86.5 ¡Que considere el hombre de qué ha sido creado!

فَلْيَنظُرِ الْإِنسَانُ مِمَّ خُلِقَ {5}

La creación del hombre[1] es signo, advertencia y llamado de Dios, en ella se encuentra una clave para el diálogo teológico interreligioso entre judíos, cristianos y musulmanes; un diálogo desde las maneras y objetivos de creación. Así pues, ¿cuál es el objeto, la finalidad y los medios para la creación del ser humano?

Los relatos de la creación que se recorrerán recorren los once primeros capítulos del Berešīt, es decir del Génesis[2] y se encuentran diseminados en gran parte del Corán; ambos contienen descripciones completas y variadas del suceso o fenómeno de la creación, en ocasiones a-temporal y a-espacial pero en cada religión como un ‘prefacio’ bien sea a la historia del pueblo de Israel o a la historia de la humanidad entera sin distinción alguna, respectivamente.

Si bien del Berešīt se derivan cuestiones muy variadas en torno al hombre, sea científicas, filosóficas, sociales o históricas, su creación, papel, valor en la creación y, a su vez, el Corán incluye confirmaciones y adelantos científicos en el ámbito de la embriología y una serie de relatos en torno a las formas y los procesos de la creación, este recorrido se limita a unos cuantos versículos del Berešīt y aleyas del Corán.

Si bien los capítulos 1 y 2 del Berešīt poseen diferencias notables, en ambos capítulos Dios es el Creador que el pueblo de Israel presenta el Dios único, personal, revelador y revelado y Señor, siguiendo la tradición judía, en medio del devenir no cronológico y a la vez presente en el mundo, en la historia y, por ende, en el hombre.

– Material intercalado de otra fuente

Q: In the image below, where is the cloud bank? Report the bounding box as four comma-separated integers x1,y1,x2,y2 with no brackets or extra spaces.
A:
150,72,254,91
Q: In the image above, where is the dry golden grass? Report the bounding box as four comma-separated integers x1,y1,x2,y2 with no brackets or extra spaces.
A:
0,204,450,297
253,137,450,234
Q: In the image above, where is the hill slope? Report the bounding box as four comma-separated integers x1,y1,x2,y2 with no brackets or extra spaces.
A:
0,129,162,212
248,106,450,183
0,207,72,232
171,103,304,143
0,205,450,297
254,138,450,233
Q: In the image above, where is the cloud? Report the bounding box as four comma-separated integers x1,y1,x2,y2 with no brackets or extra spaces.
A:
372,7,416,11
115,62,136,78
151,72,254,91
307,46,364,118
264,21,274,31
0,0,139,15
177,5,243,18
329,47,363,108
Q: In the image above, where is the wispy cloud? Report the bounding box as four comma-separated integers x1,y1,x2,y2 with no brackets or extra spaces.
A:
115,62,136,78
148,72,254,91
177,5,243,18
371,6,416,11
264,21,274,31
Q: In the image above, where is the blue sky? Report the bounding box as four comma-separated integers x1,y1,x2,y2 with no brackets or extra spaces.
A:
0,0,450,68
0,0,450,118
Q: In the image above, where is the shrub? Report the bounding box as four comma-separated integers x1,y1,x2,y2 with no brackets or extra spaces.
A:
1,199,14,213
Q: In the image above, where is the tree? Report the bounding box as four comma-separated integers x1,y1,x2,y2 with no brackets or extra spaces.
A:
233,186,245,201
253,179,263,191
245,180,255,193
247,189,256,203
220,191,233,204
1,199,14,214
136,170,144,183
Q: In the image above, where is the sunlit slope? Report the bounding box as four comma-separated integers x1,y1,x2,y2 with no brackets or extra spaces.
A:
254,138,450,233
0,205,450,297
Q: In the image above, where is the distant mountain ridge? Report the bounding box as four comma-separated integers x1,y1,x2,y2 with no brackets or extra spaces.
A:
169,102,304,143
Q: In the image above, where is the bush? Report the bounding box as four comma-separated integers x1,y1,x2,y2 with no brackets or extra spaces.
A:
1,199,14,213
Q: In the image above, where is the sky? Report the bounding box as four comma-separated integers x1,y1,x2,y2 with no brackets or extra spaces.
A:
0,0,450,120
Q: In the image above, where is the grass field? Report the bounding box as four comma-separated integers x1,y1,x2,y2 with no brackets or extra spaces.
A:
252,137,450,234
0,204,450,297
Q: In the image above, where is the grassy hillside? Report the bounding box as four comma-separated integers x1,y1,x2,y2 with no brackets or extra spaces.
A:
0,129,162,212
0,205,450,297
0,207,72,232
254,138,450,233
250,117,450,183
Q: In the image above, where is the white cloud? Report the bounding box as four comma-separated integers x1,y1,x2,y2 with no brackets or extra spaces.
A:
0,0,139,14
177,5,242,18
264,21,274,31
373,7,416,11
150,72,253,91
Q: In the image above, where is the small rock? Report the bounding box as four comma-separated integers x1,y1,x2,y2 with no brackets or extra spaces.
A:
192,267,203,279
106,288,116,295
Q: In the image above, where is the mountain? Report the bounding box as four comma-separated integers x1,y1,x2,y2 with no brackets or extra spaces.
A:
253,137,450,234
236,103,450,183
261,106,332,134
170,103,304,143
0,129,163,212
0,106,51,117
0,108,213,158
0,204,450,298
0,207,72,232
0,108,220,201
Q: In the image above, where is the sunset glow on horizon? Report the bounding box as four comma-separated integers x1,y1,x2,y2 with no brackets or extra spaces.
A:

A su vez, el Sagrado Corán presenta la unidad y unicidad de Dios como el mensaje y de las revelaciones previas y como el summum del llamado de Dios mediante su creación del hombre; asimismo, presenta la ‘convicción abrahámica’ de la creación del hombre por y a partir de Dios mediada por una relación de señorío divino y adoración humana, tal como veremos.

[1] Entiéndase hombre y humanidad, en este trabajo, sin género particular, siguiendo críticamente las apariciones en las escrituras sagradas del Berešīt y del Sagrado Corán.

[2] El Berešīt es el primer libro de la Torah, libro sagrado para los judíos, y se mantendrá su nombre hebreo, en tanto el diálogo aquí propuesto recurre al texto hebreo más que a sus versiones griegas, latinas u otras traducciones; recordemos la cercanía lingüística entre la lengua hebrea y la lengua árabe, ramas del tronco semita de las lenguas.